Conyers Sends New Letters to Agencies, Continues to Amend Request by 52 Congressmen, Argues Fees Should be Waived as Agencies Keep Up Stonewall
Congressman John Conyers (D-MI) is continuing his negotation, on behalf of more than 50 members of the U.S. House of Representatives, for the release of documents related to the Bush Administration's plans for War in Iraq long prior to the beginning of hostilities, according to new letters written by the ranking member of the U.S. House Judiciary Committee and obtained exclusively by The BRAD BLOG.
After the revelations in Spring of 2005 from the so-called Downing Street Memo and other related documents --- a series of secret memos created by British officials documenting Bush Administration efforts to "fix" the "intelligence and facts...around the policy" of going to war with Iraq no matter what --- Freedom of Information Act (FOIA) requests were filed by 52 House Members [PDF], including Conyers, for the release of documentation of Administration Iraq policies going as far back as the day after the 2000 Election.
The original FOIA requests were filed [PDF] with both the Departments of Defense and State, in June of 2005 after the disclosure in May, by Sunday Times of London, of the initial memo. Both federal agencies have largely stonewalled in response to the request. Correspondence from the agencies have claimed that the House Members must first agree to pay large fees for the requested material on the grounds that they do not meet FOIA standards which allow such fees to be waved.
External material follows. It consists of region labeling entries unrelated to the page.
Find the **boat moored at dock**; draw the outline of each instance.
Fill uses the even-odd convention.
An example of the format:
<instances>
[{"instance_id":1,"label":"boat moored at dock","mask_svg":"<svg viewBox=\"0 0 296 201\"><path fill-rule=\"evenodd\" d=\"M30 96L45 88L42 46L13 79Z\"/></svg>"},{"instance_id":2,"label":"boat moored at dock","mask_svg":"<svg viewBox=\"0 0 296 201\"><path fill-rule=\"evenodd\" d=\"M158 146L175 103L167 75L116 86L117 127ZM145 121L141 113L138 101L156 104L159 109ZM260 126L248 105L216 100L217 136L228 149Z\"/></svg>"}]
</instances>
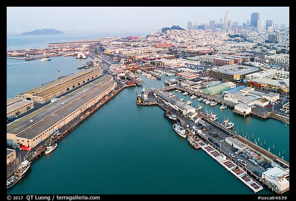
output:
<instances>
[{"instance_id":1,"label":"boat moored at dock","mask_svg":"<svg viewBox=\"0 0 296 201\"><path fill-rule=\"evenodd\" d=\"M54 149L58 146L58 143L54 143L52 145L49 145L49 146L46 147L46 150L44 152L45 154L48 154L51 152Z\"/></svg>"},{"instance_id":2,"label":"boat moored at dock","mask_svg":"<svg viewBox=\"0 0 296 201\"><path fill-rule=\"evenodd\" d=\"M46 62L47 61L50 61L51 59L48 57L44 57L40 59L40 62Z\"/></svg>"},{"instance_id":3,"label":"boat moored at dock","mask_svg":"<svg viewBox=\"0 0 296 201\"><path fill-rule=\"evenodd\" d=\"M175 124L173 125L173 128L179 135L184 138L186 138L186 130L182 126L177 124Z\"/></svg>"}]
</instances>

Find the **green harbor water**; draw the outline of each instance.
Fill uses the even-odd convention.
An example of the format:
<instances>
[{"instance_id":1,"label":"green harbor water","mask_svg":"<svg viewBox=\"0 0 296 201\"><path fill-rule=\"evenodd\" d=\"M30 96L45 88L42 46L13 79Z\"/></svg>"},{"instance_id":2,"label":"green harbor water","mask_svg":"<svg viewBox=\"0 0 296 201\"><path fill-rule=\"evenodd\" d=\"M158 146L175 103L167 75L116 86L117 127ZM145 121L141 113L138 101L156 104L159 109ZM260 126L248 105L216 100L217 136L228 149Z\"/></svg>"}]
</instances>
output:
<instances>
[{"instance_id":1,"label":"green harbor water","mask_svg":"<svg viewBox=\"0 0 296 201\"><path fill-rule=\"evenodd\" d=\"M77 67L88 60L60 56L44 63L8 59L7 98L57 78L58 70L63 75L78 72ZM149 89L174 77L140 77ZM123 90L60 141L53 152L34 162L7 194L255 194L205 152L196 150L177 134L160 108L137 106L136 94L141 89ZM177 95L183 97L181 93ZM184 97L187 99L189 95ZM197 106L197 98L192 105ZM232 109L221 110L218 105L203 107L216 112L220 120L229 118L234 128L237 127L239 134L247 132L252 142L260 138L262 147L270 147L275 155L282 157L284 151L284 159L289 161L289 125L244 117L233 114ZM275 194L264 188L256 194Z\"/></svg>"}]
</instances>

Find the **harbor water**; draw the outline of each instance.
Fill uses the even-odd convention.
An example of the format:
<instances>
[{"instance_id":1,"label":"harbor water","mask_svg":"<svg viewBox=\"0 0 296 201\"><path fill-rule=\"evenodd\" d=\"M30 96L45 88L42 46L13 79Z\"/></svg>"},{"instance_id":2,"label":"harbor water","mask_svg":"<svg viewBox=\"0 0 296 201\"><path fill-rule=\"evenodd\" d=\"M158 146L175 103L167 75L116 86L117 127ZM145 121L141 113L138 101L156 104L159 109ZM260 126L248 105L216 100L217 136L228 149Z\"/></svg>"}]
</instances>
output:
<instances>
[{"instance_id":1,"label":"harbor water","mask_svg":"<svg viewBox=\"0 0 296 201\"><path fill-rule=\"evenodd\" d=\"M15 39L16 36L20 38ZM68 34L60 40L71 41L72 36ZM17 47L18 41L25 47L33 45L30 43L34 36L11 37L7 36L8 49L9 45ZM46 37L48 43L61 42L54 41L54 36L50 40ZM80 38L85 39L82 35ZM103 37L107 35L98 35ZM38 39L35 44L44 43L42 37ZM45 62L7 59L7 97L55 79L59 74L77 73L78 66L90 59L65 56ZM163 75L160 80L139 76L149 89L163 86L165 79L174 77ZM254 194L205 152L196 150L177 134L160 108L137 106L136 93L141 89L123 90L60 141L54 151L34 162L27 175L7 189L7 194ZM189 95L174 93L184 101L190 99ZM197 103L195 98L192 105L196 106ZM242 130L250 135L250 140L260 138L262 147L270 147L275 155L280 152L282 157L284 150L284 159L289 162L289 125L286 127L272 119L244 117L233 114L232 109L220 110L218 105L203 104L206 109L216 112L220 120L229 118L240 134ZM275 194L264 187L256 194Z\"/></svg>"}]
</instances>

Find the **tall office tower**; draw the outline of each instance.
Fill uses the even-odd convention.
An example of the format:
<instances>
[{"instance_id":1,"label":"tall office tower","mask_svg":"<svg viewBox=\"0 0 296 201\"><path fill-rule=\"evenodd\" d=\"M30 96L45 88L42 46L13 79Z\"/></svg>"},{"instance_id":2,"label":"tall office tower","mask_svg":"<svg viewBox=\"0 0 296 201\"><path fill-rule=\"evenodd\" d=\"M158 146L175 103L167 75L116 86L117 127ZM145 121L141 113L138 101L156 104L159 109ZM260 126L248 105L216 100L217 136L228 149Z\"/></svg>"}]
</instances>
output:
<instances>
[{"instance_id":1,"label":"tall office tower","mask_svg":"<svg viewBox=\"0 0 296 201\"><path fill-rule=\"evenodd\" d=\"M268 42L271 43L279 43L281 42L280 34L271 33L268 35Z\"/></svg>"},{"instance_id":2,"label":"tall office tower","mask_svg":"<svg viewBox=\"0 0 296 201\"><path fill-rule=\"evenodd\" d=\"M270 29L272 29L273 25L273 20L267 20L266 21L266 31L268 31L268 30L270 30ZM271 27L271 28L269 28L269 27Z\"/></svg>"},{"instance_id":3,"label":"tall office tower","mask_svg":"<svg viewBox=\"0 0 296 201\"><path fill-rule=\"evenodd\" d=\"M257 22L259 20L259 13L253 13L251 14L251 26L257 27Z\"/></svg>"},{"instance_id":4,"label":"tall office tower","mask_svg":"<svg viewBox=\"0 0 296 201\"><path fill-rule=\"evenodd\" d=\"M193 29L198 29L198 23L195 22L194 23L194 25L192 26Z\"/></svg>"},{"instance_id":5,"label":"tall office tower","mask_svg":"<svg viewBox=\"0 0 296 201\"><path fill-rule=\"evenodd\" d=\"M247 20L246 22L246 26L251 26L251 21L250 21L249 20Z\"/></svg>"},{"instance_id":6,"label":"tall office tower","mask_svg":"<svg viewBox=\"0 0 296 201\"><path fill-rule=\"evenodd\" d=\"M264 30L264 19L257 21L257 32L262 32Z\"/></svg>"},{"instance_id":7,"label":"tall office tower","mask_svg":"<svg viewBox=\"0 0 296 201\"><path fill-rule=\"evenodd\" d=\"M187 23L187 29L192 29L192 22L188 22Z\"/></svg>"},{"instance_id":8,"label":"tall office tower","mask_svg":"<svg viewBox=\"0 0 296 201\"><path fill-rule=\"evenodd\" d=\"M230 12L227 11L225 16L224 16L224 22L223 22L223 31L226 31L230 20Z\"/></svg>"},{"instance_id":9,"label":"tall office tower","mask_svg":"<svg viewBox=\"0 0 296 201\"><path fill-rule=\"evenodd\" d=\"M212 20L209 22L209 29L212 30L213 31L215 30L215 27L216 26L216 24L217 24L217 22L215 20Z\"/></svg>"}]
</instances>

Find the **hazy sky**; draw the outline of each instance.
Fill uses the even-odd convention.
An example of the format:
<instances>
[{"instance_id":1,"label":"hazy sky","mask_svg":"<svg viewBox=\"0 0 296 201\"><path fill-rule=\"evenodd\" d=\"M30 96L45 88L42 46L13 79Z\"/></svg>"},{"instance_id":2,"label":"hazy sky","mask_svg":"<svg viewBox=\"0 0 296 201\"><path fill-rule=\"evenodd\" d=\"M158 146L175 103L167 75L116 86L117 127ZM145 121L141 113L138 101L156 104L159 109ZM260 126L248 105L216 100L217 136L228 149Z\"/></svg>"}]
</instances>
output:
<instances>
[{"instance_id":1,"label":"hazy sky","mask_svg":"<svg viewBox=\"0 0 296 201\"><path fill-rule=\"evenodd\" d=\"M158 29L187 23L209 24L230 18L242 25L258 12L260 19L289 25L289 7L8 7L7 32L54 29L61 31L107 29Z\"/></svg>"}]
</instances>

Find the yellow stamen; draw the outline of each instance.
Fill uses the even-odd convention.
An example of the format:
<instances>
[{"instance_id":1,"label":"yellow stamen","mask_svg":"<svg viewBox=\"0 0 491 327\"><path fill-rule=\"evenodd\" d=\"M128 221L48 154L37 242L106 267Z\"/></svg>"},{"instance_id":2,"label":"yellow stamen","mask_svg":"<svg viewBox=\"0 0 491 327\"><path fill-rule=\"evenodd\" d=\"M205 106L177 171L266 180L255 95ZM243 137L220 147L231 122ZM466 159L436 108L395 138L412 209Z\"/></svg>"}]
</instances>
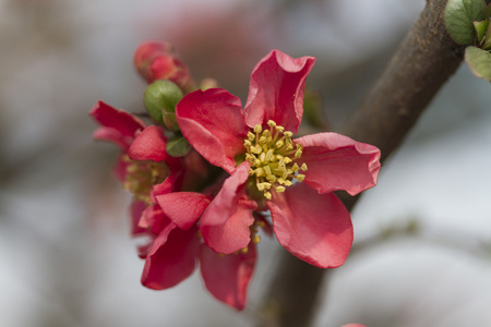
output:
<instances>
[{"instance_id":1,"label":"yellow stamen","mask_svg":"<svg viewBox=\"0 0 491 327\"><path fill-rule=\"evenodd\" d=\"M294 133L285 131L273 120L267 121L268 130L263 130L258 124L248 133L243 146L247 150L246 160L251 164L249 174L254 178L258 191L262 192L266 199L272 198L270 190L285 192L287 186L292 185L297 178L295 173L300 170L296 161L302 156L303 146L294 144ZM307 165L302 165L302 169ZM297 178L301 180L302 177Z\"/></svg>"},{"instance_id":2,"label":"yellow stamen","mask_svg":"<svg viewBox=\"0 0 491 327\"><path fill-rule=\"evenodd\" d=\"M285 186L276 186L276 192L285 192L286 187Z\"/></svg>"}]
</instances>

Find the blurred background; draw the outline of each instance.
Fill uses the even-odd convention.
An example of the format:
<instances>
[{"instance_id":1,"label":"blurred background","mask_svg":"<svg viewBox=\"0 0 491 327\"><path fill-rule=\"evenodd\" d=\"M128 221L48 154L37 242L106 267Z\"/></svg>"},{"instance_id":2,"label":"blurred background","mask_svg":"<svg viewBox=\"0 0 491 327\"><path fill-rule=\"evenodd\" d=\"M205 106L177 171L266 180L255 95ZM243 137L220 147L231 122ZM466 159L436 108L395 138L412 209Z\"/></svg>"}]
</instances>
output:
<instances>
[{"instance_id":1,"label":"blurred background","mask_svg":"<svg viewBox=\"0 0 491 327\"><path fill-rule=\"evenodd\" d=\"M0 326L253 326L283 251L260 243L249 306L199 274L140 284L118 149L95 143L96 100L143 110L139 44L167 40L195 78L246 100L271 49L314 56L308 84L342 121L424 1L0 0ZM440 92L354 211L355 246L323 286L316 326L491 326L490 85L467 66Z\"/></svg>"}]
</instances>

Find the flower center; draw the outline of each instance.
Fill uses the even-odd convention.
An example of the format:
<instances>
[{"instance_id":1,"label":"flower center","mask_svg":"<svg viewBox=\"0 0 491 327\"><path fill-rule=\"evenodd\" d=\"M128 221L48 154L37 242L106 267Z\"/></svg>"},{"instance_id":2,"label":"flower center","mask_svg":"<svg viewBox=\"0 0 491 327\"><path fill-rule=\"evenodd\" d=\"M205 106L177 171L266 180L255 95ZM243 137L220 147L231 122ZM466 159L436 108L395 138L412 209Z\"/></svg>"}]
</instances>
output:
<instances>
[{"instance_id":1,"label":"flower center","mask_svg":"<svg viewBox=\"0 0 491 327\"><path fill-rule=\"evenodd\" d=\"M301 144L294 144L294 133L285 131L285 128L276 125L272 120L267 121L268 130L258 124L253 132L248 133L244 140L246 160L251 164L249 175L255 178L258 190L263 192L267 199L272 195L270 190L285 192L286 186L292 184L292 180L303 181L304 174L299 170L307 171L307 165L298 166L296 160L302 156Z\"/></svg>"},{"instance_id":2,"label":"flower center","mask_svg":"<svg viewBox=\"0 0 491 327\"><path fill-rule=\"evenodd\" d=\"M165 161L137 161L123 157L128 162L123 187L130 191L136 199L151 203L152 186L165 181L170 171Z\"/></svg>"}]
</instances>

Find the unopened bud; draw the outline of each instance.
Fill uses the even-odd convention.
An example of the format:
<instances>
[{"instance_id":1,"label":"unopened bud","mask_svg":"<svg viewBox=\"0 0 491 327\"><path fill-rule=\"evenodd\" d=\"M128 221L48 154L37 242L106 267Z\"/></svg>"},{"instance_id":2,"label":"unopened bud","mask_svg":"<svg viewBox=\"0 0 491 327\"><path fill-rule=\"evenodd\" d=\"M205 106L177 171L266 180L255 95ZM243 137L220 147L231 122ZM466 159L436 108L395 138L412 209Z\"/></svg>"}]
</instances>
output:
<instances>
[{"instance_id":1,"label":"unopened bud","mask_svg":"<svg viewBox=\"0 0 491 327\"><path fill-rule=\"evenodd\" d=\"M148 41L141 45L136 49L133 63L147 83L169 80L184 93L195 89L188 68L176 57L170 44Z\"/></svg>"},{"instance_id":2,"label":"unopened bud","mask_svg":"<svg viewBox=\"0 0 491 327\"><path fill-rule=\"evenodd\" d=\"M173 112L181 99L182 92L179 86L165 80L148 85L143 95L143 102L152 119L165 123L170 131L179 131Z\"/></svg>"}]
</instances>

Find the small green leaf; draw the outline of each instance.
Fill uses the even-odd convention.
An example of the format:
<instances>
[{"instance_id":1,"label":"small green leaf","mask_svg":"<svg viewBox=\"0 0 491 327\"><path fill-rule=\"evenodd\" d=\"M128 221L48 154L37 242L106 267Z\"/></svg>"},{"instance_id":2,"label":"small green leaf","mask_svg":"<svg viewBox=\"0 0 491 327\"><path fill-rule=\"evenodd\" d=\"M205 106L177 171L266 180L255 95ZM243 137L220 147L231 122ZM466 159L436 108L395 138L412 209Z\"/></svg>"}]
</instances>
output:
<instances>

The Dept. of Defense has estimated [PDF] the fees chargeable for answering the FOIA request would be approximately $110,000. The State Department has not yet given a similar estimate, but has also informed the members that they would have to agree in advance to such payment.
FOIA, however, allows such processing and copy fees to be waived in cases where the information provided will be widely circulated to the public and will "contribute significantly to the public understanding of activities or operations of the government."
Several communications from both DoD and State have suggested that since the requests for information did not come formally from a U.S. House Committee, the members' request does not meet the standard required for waiving fees or expediting the release of the information.